2.1 custom diff syntax removed

expectations was originally written before clojure.data/diff existed, and defined it's own syntax for printing diffed data between actual and expected. Now that there's a standard, it no longer makes sense to define a custom syntax. All error messages that previously used expectations custom diff syntax have been converted to simply use clojure.data/diff result maps.

Below is an example failure message that utilizes clojure.data/diff for reporting the inconsistencies.

    failure in (failure_examples.clj:23) : failure.failure-examples
    (expect
     {:foo 1, :bar 3, :dog 3, :car 4}
     (assoc {} :foo 1 :bar "3" :cat 4))

               expected: {:foo 1, :bar 3, :dog 3, :car 4}
                    was: {:cat 4, :bar "3", :foo 1}

               in expected, not actual: {:car 4, :dog 3, :bar 3}
               in actual, not expected: {:cat 4, :bar "3"}

3 removed

3.1 given

As I said above, 'given suffered from many issues: no ability to destructure values, failure line numbers were almost completely useless, and little visibility into what the problem was when a failure did occur. I personally found given expectations to often be the hardest to maintain, and often I felt they were completely unmaintainable.
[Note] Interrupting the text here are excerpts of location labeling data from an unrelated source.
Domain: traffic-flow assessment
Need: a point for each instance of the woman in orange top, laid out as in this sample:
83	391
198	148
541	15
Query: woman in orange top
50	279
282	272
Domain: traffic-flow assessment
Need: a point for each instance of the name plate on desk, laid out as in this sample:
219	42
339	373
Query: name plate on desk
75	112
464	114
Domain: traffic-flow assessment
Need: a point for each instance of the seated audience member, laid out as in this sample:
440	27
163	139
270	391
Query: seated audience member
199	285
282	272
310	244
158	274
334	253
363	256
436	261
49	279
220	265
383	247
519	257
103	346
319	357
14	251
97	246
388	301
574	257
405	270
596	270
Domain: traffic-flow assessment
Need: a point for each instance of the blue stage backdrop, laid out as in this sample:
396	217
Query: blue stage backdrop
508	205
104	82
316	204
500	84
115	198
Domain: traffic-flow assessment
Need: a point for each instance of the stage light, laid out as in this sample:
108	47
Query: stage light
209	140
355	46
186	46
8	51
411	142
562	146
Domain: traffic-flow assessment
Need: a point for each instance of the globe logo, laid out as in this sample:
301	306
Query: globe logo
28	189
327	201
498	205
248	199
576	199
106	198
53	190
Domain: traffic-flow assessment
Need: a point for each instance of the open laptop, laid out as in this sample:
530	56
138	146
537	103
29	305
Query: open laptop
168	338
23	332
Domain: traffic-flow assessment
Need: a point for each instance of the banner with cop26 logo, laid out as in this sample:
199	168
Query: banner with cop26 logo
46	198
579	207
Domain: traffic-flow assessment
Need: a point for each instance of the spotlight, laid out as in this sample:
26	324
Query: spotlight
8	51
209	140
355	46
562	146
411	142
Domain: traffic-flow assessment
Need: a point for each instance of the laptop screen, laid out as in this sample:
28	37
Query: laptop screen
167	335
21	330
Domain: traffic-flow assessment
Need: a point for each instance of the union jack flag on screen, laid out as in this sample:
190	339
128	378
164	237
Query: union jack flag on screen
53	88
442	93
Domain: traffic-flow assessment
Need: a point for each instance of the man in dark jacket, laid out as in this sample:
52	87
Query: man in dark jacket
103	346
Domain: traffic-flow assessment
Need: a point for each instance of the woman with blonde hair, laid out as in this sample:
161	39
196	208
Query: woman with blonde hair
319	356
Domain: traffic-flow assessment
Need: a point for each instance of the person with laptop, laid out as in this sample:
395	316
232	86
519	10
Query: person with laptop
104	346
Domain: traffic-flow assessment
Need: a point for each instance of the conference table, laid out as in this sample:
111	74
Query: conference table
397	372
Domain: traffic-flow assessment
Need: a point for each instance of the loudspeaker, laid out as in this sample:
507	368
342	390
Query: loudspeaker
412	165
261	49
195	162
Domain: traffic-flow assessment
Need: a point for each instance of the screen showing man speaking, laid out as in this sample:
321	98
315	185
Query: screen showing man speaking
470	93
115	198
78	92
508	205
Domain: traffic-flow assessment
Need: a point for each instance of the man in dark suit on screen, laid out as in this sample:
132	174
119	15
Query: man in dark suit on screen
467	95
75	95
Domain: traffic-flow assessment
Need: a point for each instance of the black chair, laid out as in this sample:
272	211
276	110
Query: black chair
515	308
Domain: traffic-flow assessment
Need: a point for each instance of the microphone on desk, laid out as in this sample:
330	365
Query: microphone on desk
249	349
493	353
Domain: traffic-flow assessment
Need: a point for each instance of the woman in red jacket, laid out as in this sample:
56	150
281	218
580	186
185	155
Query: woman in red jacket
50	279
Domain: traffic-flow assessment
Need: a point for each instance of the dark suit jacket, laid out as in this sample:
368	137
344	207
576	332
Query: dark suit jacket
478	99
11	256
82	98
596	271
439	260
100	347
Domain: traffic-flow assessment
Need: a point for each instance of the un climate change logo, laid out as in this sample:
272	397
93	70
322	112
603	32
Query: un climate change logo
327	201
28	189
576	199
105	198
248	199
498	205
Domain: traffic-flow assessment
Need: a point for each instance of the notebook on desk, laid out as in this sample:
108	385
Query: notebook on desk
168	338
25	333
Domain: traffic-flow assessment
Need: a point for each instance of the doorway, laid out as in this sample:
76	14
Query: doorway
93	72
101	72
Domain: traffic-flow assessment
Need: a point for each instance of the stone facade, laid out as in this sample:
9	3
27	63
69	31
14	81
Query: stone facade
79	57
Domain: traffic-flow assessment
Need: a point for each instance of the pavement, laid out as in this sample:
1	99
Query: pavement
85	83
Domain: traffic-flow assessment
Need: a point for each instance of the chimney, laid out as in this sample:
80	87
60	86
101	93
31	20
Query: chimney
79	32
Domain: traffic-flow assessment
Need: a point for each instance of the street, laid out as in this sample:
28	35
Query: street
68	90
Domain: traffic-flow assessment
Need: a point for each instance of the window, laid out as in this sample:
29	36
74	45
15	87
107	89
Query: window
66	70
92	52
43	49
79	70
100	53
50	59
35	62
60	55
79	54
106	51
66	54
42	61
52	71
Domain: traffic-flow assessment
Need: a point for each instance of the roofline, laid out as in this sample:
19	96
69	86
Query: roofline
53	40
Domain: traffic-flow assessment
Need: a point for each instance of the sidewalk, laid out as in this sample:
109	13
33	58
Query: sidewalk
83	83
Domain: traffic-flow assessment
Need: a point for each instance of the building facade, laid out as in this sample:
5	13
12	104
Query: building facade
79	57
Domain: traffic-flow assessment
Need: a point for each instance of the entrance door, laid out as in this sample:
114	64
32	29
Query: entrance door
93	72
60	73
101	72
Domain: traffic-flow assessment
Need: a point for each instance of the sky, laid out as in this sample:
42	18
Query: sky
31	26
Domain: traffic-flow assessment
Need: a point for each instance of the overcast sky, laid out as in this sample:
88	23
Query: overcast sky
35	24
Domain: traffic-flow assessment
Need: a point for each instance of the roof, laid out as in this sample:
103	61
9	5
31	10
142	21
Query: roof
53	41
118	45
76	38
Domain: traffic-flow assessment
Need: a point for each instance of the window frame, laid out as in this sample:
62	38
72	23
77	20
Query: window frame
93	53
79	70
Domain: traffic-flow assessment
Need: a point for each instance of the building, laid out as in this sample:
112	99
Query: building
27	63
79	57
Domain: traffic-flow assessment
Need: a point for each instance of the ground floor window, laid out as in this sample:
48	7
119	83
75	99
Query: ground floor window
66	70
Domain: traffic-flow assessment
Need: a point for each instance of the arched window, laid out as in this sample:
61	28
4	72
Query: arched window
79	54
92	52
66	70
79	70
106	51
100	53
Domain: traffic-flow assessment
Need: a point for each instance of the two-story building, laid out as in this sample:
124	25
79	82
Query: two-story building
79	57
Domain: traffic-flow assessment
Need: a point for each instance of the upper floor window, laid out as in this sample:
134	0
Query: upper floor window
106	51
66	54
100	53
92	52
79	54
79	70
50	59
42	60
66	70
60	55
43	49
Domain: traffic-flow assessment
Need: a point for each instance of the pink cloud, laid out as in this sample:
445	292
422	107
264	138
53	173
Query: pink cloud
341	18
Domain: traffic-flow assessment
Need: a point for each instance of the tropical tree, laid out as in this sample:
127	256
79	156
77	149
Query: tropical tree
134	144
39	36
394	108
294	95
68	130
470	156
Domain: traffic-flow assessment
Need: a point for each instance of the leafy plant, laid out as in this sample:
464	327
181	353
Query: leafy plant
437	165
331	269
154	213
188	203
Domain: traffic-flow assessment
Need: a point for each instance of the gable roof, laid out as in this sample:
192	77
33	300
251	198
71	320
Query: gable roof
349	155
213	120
As a result, 'given has been replaced with 'from-each, 'more, 'more->, & 'more-of. I've converted a few codebases over, and I've found the 'more-* or 'from-each post conversion test to be far more maintainable.

3.2 function interaction tests

expectations 2.0 abandons behavior based testing and the interaction syntax. Existing tests relying on interaction should be easy to convert to side-effects.

3.3 java mock interaction tests

java mock interaction tests never really fit well within expectations, and the removal of function interaction tests caused us to remove the java mock support as well.

3.4 Double/NaN support

The original project using expectations made heavy usage of Double/NaN, and the original version of expectations did it's best to hide the fact that Double/NaN isn't = to Double/NaN. Unfortunately, over time this hiding became confusing and complicated to maintain. In expectations 2.0 we gave up on this fight and removed Double/NaN support.

If you find yourself fighting the NaN battle, I'd suggest writing a helper method and simply using that in your tests. Here are a few examples

Changes in version 2.0.10

metadata added to 'work argument used in in-context

Since version 1.4.36 expectations has allowed you to alter the context in which your tests run by creating a function that takes the "run the tests" function as an arg, and do you as wish. more info

In version 2.0.10 of expecatations, the "run the tests" function has metadata that allows you to see the var for the test.

The following code would allow you to see the metadata of each test being run.

(defn in-context
  {:expectations-options :in-context}
  [work]
    (println (meta (:the-var (meta work))))
    (work))

Changes in version 2.0.11 and 2.0.12

None. Both versions were released as the result of automating deployment.

Changes in version 2.0.13

Tests within a namespace are run in order.

Changes from version 2.0.14 - 2.0.16

Small change allowing filenames that start with integers. The number of releases was due to tweaking automated deployment (again).